I don’t mean to hog the blog, but when I look at pictures of the Columbia Bank bldg that stood at 4th & Main, the old C-J @ 4th & Liberty (a lot of people called it the “Will Sales Bldg”), the M&M bldg at the old fairgrounds on Cecil Avenue (still standing with its’ glazed brick exterior painted over), the Nat’l Theater at 5th & Walnut, the old Baptist Seminary, the old U.S. Customs House & P.O. (and on and on) I wonder “what were they thinking?” Of course everything requires money. But, look at the Henry Clay, the PRP Bldg on 4th Street, the Seelbach, the Brown, the old YWCA and what can be done when a structure is saved.
i’ve heard it said before that the only reason louisville has what we still DO have is that the we were so broke when other cities were ripping their historic districts down. we just couldn’t afford to tear down west main street, for instance.
we’re looking at things with different perspective, of course. there was a time when everyone wanted to be modern because to be modern was to be optimistic and orderly – none of the messy dirt-collecting distracting ornament.
wish we could find a happy middle ground: in the 21stC we should be building 21stC buildings, but we should protect our historic legacy, too. unfortunately it seems the pendulum has swung too far the other way and most folks want to make new buildings that look like the old ones – an inclination that confuses, and which undermines the integrity of the old and the relevance of the new.
I agree. It’s an interesting tension – the urge to be archivists and the urge to invent. Save and create – and copy, yes. I’m still wrestling with the question of how we decide, and what we should decide about saving, re-imagining, and replacing.
Funny thing… I wanted the book you recommended and immediately called Carmichael’s. They told me it was out of print and might as well, alas, go to Amazon. I did. I found a used one from a bookseller in … Louisville! Buy Local First after all!
Just got it today. Look forward to reading it.
Concerning your inquiry as to when the old Trinity Temple Methodist Church was torn down to make way for the new. The name was actually changed to Trinity United Methodist Church as the word Temple was elliminated in 1962. Demolition of the old began immediately after the Christmass service of 1959. The original three manual pipe organ was removed and stored at the Whittenburg warehouse on Floyd Street which was destroyed by fire in 1967. Many of the priceless stained glass windows were reinstalled in the new facility.

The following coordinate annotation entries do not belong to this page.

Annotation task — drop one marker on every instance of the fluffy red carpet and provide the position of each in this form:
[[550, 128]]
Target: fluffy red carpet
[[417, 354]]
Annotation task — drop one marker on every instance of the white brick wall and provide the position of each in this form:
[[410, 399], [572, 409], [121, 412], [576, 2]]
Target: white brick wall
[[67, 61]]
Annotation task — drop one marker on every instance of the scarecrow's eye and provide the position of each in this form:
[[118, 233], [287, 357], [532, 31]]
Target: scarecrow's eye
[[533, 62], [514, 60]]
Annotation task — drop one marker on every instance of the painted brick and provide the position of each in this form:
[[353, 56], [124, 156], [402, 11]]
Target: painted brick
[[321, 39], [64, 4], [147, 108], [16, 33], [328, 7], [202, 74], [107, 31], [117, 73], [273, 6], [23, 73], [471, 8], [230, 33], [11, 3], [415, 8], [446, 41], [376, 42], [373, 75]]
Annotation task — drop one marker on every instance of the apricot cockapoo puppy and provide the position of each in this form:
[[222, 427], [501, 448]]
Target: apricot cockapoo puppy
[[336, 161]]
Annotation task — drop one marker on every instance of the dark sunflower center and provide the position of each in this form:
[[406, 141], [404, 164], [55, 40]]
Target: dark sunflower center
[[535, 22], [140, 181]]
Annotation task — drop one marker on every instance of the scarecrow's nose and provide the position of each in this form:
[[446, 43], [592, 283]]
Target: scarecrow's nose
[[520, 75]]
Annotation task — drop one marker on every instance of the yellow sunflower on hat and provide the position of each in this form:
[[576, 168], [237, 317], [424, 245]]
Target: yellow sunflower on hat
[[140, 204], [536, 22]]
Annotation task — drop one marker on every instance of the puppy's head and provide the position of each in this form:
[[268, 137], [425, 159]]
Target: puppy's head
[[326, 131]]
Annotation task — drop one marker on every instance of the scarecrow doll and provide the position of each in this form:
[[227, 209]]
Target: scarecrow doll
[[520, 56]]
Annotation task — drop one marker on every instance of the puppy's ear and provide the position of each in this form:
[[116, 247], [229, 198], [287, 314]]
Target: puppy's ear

The names of the actual owners/builders of which were emblazended and displayed on a bronz plaque in the main lobby of the new facility has since been removed and on display elsewhere. The original owners of the Trinity Towers facility were taken entirely by surprise and shock in 1996 when subjects from the Methodist Headquarters suddenly entered the sanctuary durring sunday morning services asserting control. However, two chain of events occurring one in the first half the sixties involving the original civil action against the primary buildings’ contractor (facilities boilers) ultimately in favor of Trinity Towers and the other in the mid sixties involving an unsuccessful apparent takeover manuver by the methodist conference headquartes appears to have effectively rendered to the original owners entire ownership and controll. Corporate documents and FHA records tend to support this contention. It is generally agreed upon to this day that the original action post 1996 may legally flawed and present ownership may be in question.